Menilai undang-undang perburuhan yang dikeluarkan selama Orde Lama dan tidak dicabut selama Orde Baru, James Castle, ketua Kamar Dagang Amerika di Jakarta, mengatakan,
"Contrary to public perception, labor law in effect during the Suharto era was one of the most pro-labor sets of legislation in the region" [Bertentangan dengan persepsi umum, hukum perburuhan yang berlaku selama era Soeharto adalah salah satu paket perundangan yang paling pro-buruh di Asia].
Penilaian di atas tidak meleset jika melihat substansi undang-undang di bidang perburuhan yang muncul selama orde lama.
Memang secara historis harus diakui bahwa gerakan buruh di Indonesia awalnya merupakan bagian penting gerakan nasionalis Indonesia secara keseluruhan. Karena oleh penjajah Belanda dimusuhi dinilai berbahaya secara politis, serikat buruh memperlihatkan orientasi politik yang makin kuat dengan menganggap bahwa satu-satunya jalan keluar dari penindasan dan kemiskinan yang dialami kaum buruh Indonesia adalah dengan menumbangkan rejim kolonial.
Gagasan penghapusan segala bentuk penindasan dan eksploitasi menjadi ide yang menyatukan gerakan buruh dalam gerakan revolusi kemerdekaan.
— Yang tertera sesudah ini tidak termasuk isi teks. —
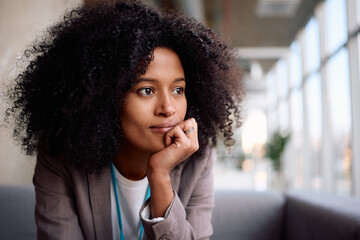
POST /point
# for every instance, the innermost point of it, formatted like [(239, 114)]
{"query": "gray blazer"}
[(74, 205)]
Kendati penjajah Belanda telah dihalau dengan Proklamasi Kemerdekaan, gagasan ini tetap menjadi isu besar yang hidup di gerakan buruh.
Sejak awal, Pemerintah di Indonesia dianggap bertugas untuk melindungi buruh, menjunjung tinggi hak-hak buruh dan mengusahakan kondisi kerja yang baik. Dianggap sudah pantas bahwa pemerintah berdiri di pihak buruh dalam perjuangan mereka melawan eksploitasi dan penindasan.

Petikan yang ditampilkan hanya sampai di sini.